具體的結論可歸結為以下幾點。效率觀點下的結論：（Ⅰ）大甲溪流域的綜合生態效率呈現中游（22.387）>下游（20.663）>上游（4.486）的情況，可見，流域的空間發展是不平衡的；（Ⅱ）在雨洪逕流減少29.7%的情況下，下游、中游和上游分別承擔了雨洪逕流量的減少總量的88.80%、5.61%和5.59%的分擔量，說明在考慮生態效率下，上中下游的對雨洪逕流量資源的分配能力存在著差異；（Ⅲ）根據綜合生態效率和資源配置的結果，我們知道綜合生態效率越低的地區，對資源的重新分配有更多的潛力。公平觀點下的結論：（Ⅰ）從耦合關係來看，外部系統需要分擔70.3%的逕流增量，中游和下游地區需要分擔4.98%和22.93%逕流總量，而上游只需要分擔1.39%的逕流總量。（Ⅱ）各類土地利用的逕流量的分擔結果，可以作為未來各部門治理雨洪逕流的財政投入的比例的依據。決策者偏好角度的結論：（Ⅰ）效率的雨洪逕流分配更具韌性，而公平的逕流分配結果的內部差異較小；（Ⅱ）決策者的不同偏好，對上中下遊的逕流分擔影響較大，當決策者偏好為0.2時（即更加注重公平的分配），逕流分擔的內部分歧最小。本文的研究結果可以作為中尺度的逕流分擔規劃的依據，並指導流域內各行政區的逕流分擔。

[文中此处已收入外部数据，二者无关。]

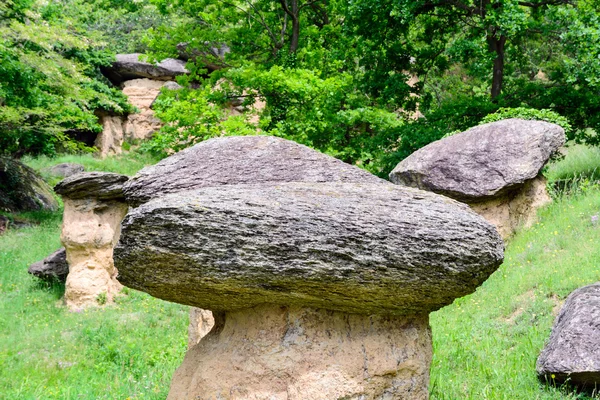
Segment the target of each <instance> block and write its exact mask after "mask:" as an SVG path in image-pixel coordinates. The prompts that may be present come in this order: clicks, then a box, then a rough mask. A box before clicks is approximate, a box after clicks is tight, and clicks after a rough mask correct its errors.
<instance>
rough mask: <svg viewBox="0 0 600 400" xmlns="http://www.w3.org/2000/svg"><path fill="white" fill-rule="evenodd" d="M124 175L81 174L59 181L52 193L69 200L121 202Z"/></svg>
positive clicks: (109, 173) (120, 174)
mask: <svg viewBox="0 0 600 400" xmlns="http://www.w3.org/2000/svg"><path fill="white" fill-rule="evenodd" d="M128 179H129V177H128V176H126V175H121V174H115V173H112V172H82V173H79V174H75V175H71V176H69V177H67V178H65V179H63V180H62V181H60V182H59V183H58V184H57V185H56V186H55V187H54V191H55V192H56V193H57V194H59V195H61V196H63V197H67V198H69V199H71V200H77V199H85V198H95V199H100V200H122V199H123V184H124V183H125V182H127V180H128Z"/></svg>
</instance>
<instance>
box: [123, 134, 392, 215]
mask: <svg viewBox="0 0 600 400" xmlns="http://www.w3.org/2000/svg"><path fill="white" fill-rule="evenodd" d="M283 182H365V183H381V184H388V182H386V181H384V180H383V179H380V178H378V177H376V176H375V175H373V174H370V173H369V172H367V171H364V170H362V169H360V168H357V167H355V166H352V165H349V164H346V163H344V162H342V161H340V160H337V159H335V158H333V157H331V156H328V155H325V154H322V153H319V152H317V151H315V150H313V149H310V148H308V147H306V146H303V145H301V144H298V143H295V142H292V141H289V140H285V139H281V138H277V137H273V136H238V137H234V136H229V137H220V138H214V139H210V140H207V141H204V142H202V143H199V144H197V145H195V146H193V147H190V148H188V149H185V150H183V151H180V152H179V153H177V154H174V155H172V156H171V157H168V158H166V159H164V160H162V161H161V162H159V163H158V164H156V165H153V166H150V167H146V168H144V169H142V170H141V171H140V172H139V173H138V174H137V175H136V176H134V177H133V178H132V179H131V180H130V181H129V182H127V184H126V185H125V188H124V192H125V196H126V198H127V201H128V202H129V204H131V205H133V206H137V205H139V204H141V203H145V202H146V201H148V200H150V199H153V198H157V197H161V196H164V195H166V194H169V193H178V192H184V191H189V190H193V189H200V188H204V187H211V186H223V185H236V184H252V185H259V184H265V183H283Z"/></svg>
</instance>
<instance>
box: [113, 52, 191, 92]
mask: <svg viewBox="0 0 600 400" xmlns="http://www.w3.org/2000/svg"><path fill="white" fill-rule="evenodd" d="M140 58H143V54H139V53H133V54H117V56H116V61H115V62H113V63H112V65H111V66H109V67H104V68H103V69H102V73H103V74H104V75H105V76H106V77H107V78H108V79H109V80H110V81H111V82H112V83H114V84H116V85H119V84H121V83H123V82H124V81H128V80H131V79H140V78H149V79H153V80H157V81H172V80H175V78H176V77H177V76H179V75H185V74H188V73H189V71H188V70H187V69H186V68H185V64H186V63H185V61H182V60H177V59H174V58H167V59H165V60H162V61H160V62H158V63H155V64H151V63H149V62H146V61H142V60H140Z"/></svg>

Under urbanization and climate change, a large amount of stormwater runoff is generated. Traditionally, stormwater runoff is managed through infrastructure. The efficiency of its structure and its impact on the environment are increasingly being questioned. Water control measures are gradually transformed into comprehensive water control, but how to apply land use planning to reduce flood risks and take into account the rights of regional development to achieve sustainable development remains to be resolved. Therefore, a clear division of responsibilities is essential for the internalization process of stormwater runoff distribution. At the same time, due to the unbalanced regional development, it is particularly difficult to clarify the ownership of runoff responsibility. Taiwan has formed a general strategy of large-scale and small-scale runoff sharing and outflow control, but there is still a lack of mesoscale distribution research.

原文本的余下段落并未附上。